Spoilers ahead for Captain Marvel #1, by Michele Fazekas and Tara Butters, Kris Anka, Matthew Wilson, and Joe Caramagna.

I mean that Deep Space Nine connection pretty literally, too. Carol’s latest adventure sees her leaving Earth behind (something she’s also doing for her duties as part of the Ultimates team) and becoming the Commander of Alpha Flight Space Station, an orbiting platform that acts as both Earth’s first line of defense from alien threats, but also a diplomatic outreach for the Marvel cosmos. Despite desperately wanting to spend most of this first issue wanting to punch things, Carol’s new job sees her commanding the day-to-day running of the station, and, much to her chagrin, engaging in diplomatic talks with alien races about space station sanitation.

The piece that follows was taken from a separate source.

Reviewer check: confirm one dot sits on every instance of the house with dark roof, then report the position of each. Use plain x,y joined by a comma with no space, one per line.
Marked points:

It’s less about the defense of Earth, and more about dealing with life on a space station, looking after a crew, and dealing with people who are most decidedly unhappy to see Carol—like her frosty second in Command, Abigail Brand. The actual defense is left to the Alpha Flight (a new take on the classic Canadian superhero team featuring such “wait, who again?” characters like Sasquatch, Aurora, and Puck), re-imagined here as the station’s special forces security and spacefighter wing.

It’s a really interesting take on the sort of cosmic side of Captain Marvel as a character. There’s the push and pull of Carol wanting to be a superhero out at the front of the action, while also needing to grasp the rigors of command and diplomacy, that really does evoke DS9's Captain Sisko at his most punchy. So far, there’s just less of DS9's trademark moral complexity, and a similar amount of people walking around in space-onesies.


Actually, when Captain Marvel does get literally punchy, it’s surprisingly the least interesting bit of the comic. It turns out the alien race that Carol was negotiating with to help run sanitation on the Alpha Flight station were secretly behind a meteorite strike that almost destroyed it, which requires Carol to fly out with Alpha Flight in support and save the day.

Although the moment is dynamic and wonderfully drawn by Kris Anka (as is the rest of the book—between Anka’s clean linework and Wilson’s bright color palette, the space station has another Star Trek sci-fi vibe to it, just more of the original series era rather than DS9), it’s also the moment the comic gets most superhero-y. Here’s the reminder that the Star Trek bit is ancillary to the “superhero in space” bit, which is a shame.


In combination the two so far are a good bit of fun—and the series sets up a little ongoing mystery when Carol and Alpha Flight encounter a strange alien ship that attacks the station bearing the Hala Star that’s on her supersuit—but I was surprised at how enjoyable the “life on a space station” side of this scenario is, to the point I wanted to get back to that rather than the superhero fights.

I’m not saying that Carol should give in to the desk job she fear’s she’s signed up for, but if Captain Marvel can balance its superhero action with some Star Trek-ian space-station-bound stories, this could turn into one of the better Marvel cosmic comics available at the moment.